Update: Countering what Patel claims in the interview below, Akash Mahajan points out a web server update log (screenshot), that indicates that the upgrade to Apache 2.2.17 for CCAvenue took place today. Patel had told us that the upgrade took place 5 months ago. As a counterpoint, OneMindsl says that netcraft updates that data only when requested, so this may not be indicative of upgrades, rather updates of upgrades (confusing, eh?). More updates in our earlier report, here.
Earlier today: An initial rebuttal from Vishwas Patel, CEO of CCAvenue, responding to reports that their database was hacked. CCAvenue is among India’s largest payment gateway service providers. Excerpts from our conversation with Patel:
Patel: “First thing is that this is a mischevious slander against our name.
(Secondly) We confirm that the screenshot that he has put up of the database is not of our current database, which is on the live server. We are investigating the one which he has put up, and where he has got that one, but the data is not of the live databse.

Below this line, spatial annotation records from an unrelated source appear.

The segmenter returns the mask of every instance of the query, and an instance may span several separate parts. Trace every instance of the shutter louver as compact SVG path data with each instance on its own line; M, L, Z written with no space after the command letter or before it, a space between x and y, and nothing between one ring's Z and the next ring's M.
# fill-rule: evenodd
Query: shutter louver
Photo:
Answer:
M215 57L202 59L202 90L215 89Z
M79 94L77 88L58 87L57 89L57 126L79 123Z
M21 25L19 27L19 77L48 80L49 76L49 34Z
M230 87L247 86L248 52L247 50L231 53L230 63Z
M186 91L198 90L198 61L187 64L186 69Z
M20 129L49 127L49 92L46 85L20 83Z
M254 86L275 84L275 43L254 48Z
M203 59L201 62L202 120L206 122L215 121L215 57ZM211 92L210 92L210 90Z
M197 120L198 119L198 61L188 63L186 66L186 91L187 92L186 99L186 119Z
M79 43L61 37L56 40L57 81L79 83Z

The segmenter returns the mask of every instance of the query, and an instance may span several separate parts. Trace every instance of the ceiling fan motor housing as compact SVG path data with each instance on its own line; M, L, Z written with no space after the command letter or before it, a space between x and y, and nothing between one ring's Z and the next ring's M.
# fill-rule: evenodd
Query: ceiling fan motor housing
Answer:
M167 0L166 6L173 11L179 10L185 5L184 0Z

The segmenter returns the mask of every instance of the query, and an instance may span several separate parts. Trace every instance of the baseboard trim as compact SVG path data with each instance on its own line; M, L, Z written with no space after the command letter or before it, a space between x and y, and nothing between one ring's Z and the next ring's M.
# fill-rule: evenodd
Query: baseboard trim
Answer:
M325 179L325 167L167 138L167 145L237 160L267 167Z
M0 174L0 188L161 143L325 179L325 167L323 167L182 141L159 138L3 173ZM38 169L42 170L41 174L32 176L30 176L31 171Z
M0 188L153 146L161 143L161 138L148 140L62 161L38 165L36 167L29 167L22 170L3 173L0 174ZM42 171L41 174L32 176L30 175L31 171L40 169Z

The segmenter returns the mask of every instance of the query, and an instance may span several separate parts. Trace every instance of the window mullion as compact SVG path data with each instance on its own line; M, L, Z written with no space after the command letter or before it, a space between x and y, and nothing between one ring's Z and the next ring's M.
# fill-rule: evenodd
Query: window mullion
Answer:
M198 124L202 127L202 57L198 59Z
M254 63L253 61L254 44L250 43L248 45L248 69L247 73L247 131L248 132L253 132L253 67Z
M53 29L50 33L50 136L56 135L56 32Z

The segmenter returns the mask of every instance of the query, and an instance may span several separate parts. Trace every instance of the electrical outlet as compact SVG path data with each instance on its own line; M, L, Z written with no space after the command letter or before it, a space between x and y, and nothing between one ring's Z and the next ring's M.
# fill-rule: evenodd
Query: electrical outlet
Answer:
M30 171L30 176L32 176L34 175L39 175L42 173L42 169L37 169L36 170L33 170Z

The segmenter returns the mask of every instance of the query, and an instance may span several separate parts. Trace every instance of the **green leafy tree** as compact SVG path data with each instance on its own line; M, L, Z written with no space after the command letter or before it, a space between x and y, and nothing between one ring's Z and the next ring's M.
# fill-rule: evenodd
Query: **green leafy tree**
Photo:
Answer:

The third thing is that the server type (in the hacking report) has put is Apache/2.2.14, and it says that the hack was done on 4th May 2011, at 15:15pm . Now we have the logs and the confirmation that we had changed the server around five months back to 2.2.17, and not this version. We have logs and third party qualified assessors who will confirm to it, and I will share report with you by next week, when we get the final report. The assessment was done a few days ago.
He also says that all the merchant login credentials are in text format. All this, I can confirm to you that merchant login credentials are in an encrypted format in our database, and it will be confirmed in the report from the external third party auditor, mandated by the card companies. All the merchant username and passwords are in an encrypted format in our database.
MediaNama: But are the usernames and passwords published correct?
Patel: No, these are not correct. There is obviously some mischief somewhere, which we are investigating. Whatever is stored in our database is in an encrypted format, not in text format. This is not of the real live database schema, and we are investigating and give you much more (information). We don’t have the same database schema.
Fourth thing he says is that there is a hidden SQL injection that you can do. I can confirm to you, and you can with anybody, who can do a blind SQL injection anywhere in our application. We have done tests for the last two months when this entire PC was going on.
The credit card numbers are not stored anywhere in our database, as per PCI norms. Only the first six and last 4 card numbers of the last 15 days are stored. And those are also BSI encrypted, for which there is a key, and to open that there is a master key, and those keys are not stored online anywhere. It is there with our head of security, who is the only person with access to it. The encryption has been in place on our servers for the last four years.
MediaNama: So you’re saying that the merchant data has not been accessed?
Patel: It hasn’t. If you see, apache 2.2.14 – we’ve been live with apache 2.2.17 for last five months. (Ed: Please see update above)
MediaNama: You’re also saying that merchant account passwords have not been stored as plain text?
Patel: They are encrypted, and not stored as plain text.
MediaNama: Have you ever been told that there is a security hole of some sort?
Patel: We are looking into this, and this is the intial report. From time to time what we get, I am sharing with you. As more information comes out as we investigate, we will share it.